All went swimmingly, got all the programs installed and immediately got on the internet without having to know anything or fill out anything. During the loading I was asked for a proxy server but I just ignored that and carried on… so I guess I don’t get served by proxy.
Linux OS’s are constrained by law to be able to carry some proprietary codecs for video and sound but all it means is a little extra setup after the OS is loaded. I tried a DVD and it wouldn’t load so I went to the help menu and the links to the needed files are within the help file so they loaded easy and then a little typing into another program, while still having the help menu open… try doing that in Windows, and push enter and DVD’s played.
Initially it’s kinda weird how Linux works but it soon becomes obvious how easy and well thought out things are. I’m just new to laptops and the windows sliding bars, with the arrow buttons, at the side of windows to move the pages up and down are a pain in “Windows” with one at the top and one at the bottom. In Linux they are both at the bottom and that makes things so much easier. And when you do something wrong in Linux….nothing happens! You know how one can get into lots of trouble in “Windows” if one inadvertantely goes the worng way or pushes the wrong button, well it won’t happen with Linux, you can’t do things wrong and even if you do you just do the right thing and your back on track.
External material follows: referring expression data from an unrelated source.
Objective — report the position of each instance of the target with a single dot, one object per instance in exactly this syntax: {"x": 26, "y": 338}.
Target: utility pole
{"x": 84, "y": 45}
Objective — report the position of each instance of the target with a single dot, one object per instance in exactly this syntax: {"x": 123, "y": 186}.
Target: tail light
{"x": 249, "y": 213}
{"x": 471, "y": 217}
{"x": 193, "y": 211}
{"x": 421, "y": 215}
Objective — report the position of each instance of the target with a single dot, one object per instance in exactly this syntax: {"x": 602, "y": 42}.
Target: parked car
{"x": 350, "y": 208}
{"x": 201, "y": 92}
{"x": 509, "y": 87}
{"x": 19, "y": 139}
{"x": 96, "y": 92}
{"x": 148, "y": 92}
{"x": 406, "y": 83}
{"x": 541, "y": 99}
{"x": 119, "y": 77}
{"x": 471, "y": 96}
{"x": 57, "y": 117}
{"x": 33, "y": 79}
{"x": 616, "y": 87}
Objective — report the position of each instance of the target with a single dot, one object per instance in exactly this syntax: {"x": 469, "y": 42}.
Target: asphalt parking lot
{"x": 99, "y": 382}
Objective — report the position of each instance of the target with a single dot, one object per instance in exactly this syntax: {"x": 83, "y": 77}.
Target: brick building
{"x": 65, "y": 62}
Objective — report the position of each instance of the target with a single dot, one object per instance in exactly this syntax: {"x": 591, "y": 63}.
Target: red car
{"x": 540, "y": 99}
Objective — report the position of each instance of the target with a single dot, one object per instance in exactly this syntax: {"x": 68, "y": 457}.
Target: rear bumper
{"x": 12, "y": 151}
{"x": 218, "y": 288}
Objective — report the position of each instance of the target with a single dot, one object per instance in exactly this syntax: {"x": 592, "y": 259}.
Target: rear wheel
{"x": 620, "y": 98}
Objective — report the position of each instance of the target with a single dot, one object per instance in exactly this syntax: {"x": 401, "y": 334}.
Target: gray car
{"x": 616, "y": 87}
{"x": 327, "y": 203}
Theres this thing called mounting in Linux where a CD or DVD thats loaded won’t autorun, it needs to be mounted first, either in the my computer menu or by opening the program you want to run it. Then when you finish or quit it won’t eject, manually or within the software, until you unmount it then either eject it manually or in the software. Might seem a little complicated but it means alot as far as having choice about how you want to do things. Even with my limited experience I’m thinking I’m going to get the hang of Ubuntu real quick simply because it echoes my own practises. Consumer electronics aren’t the same as professionally specific electronics… the same seems to go with Windows and Linux… so I’m supposing that what the Apple geeks were on about for so long… is what Linux is doing for the PC, and possibly more so as they’ve been able to learn from both!
So next fire up I’ll do music CD’s, utube vids and mp3’s etc.
And what a gorgeous desktop. Well, not exactly gorgeous but alot more hopeful than anything under the commercial applications.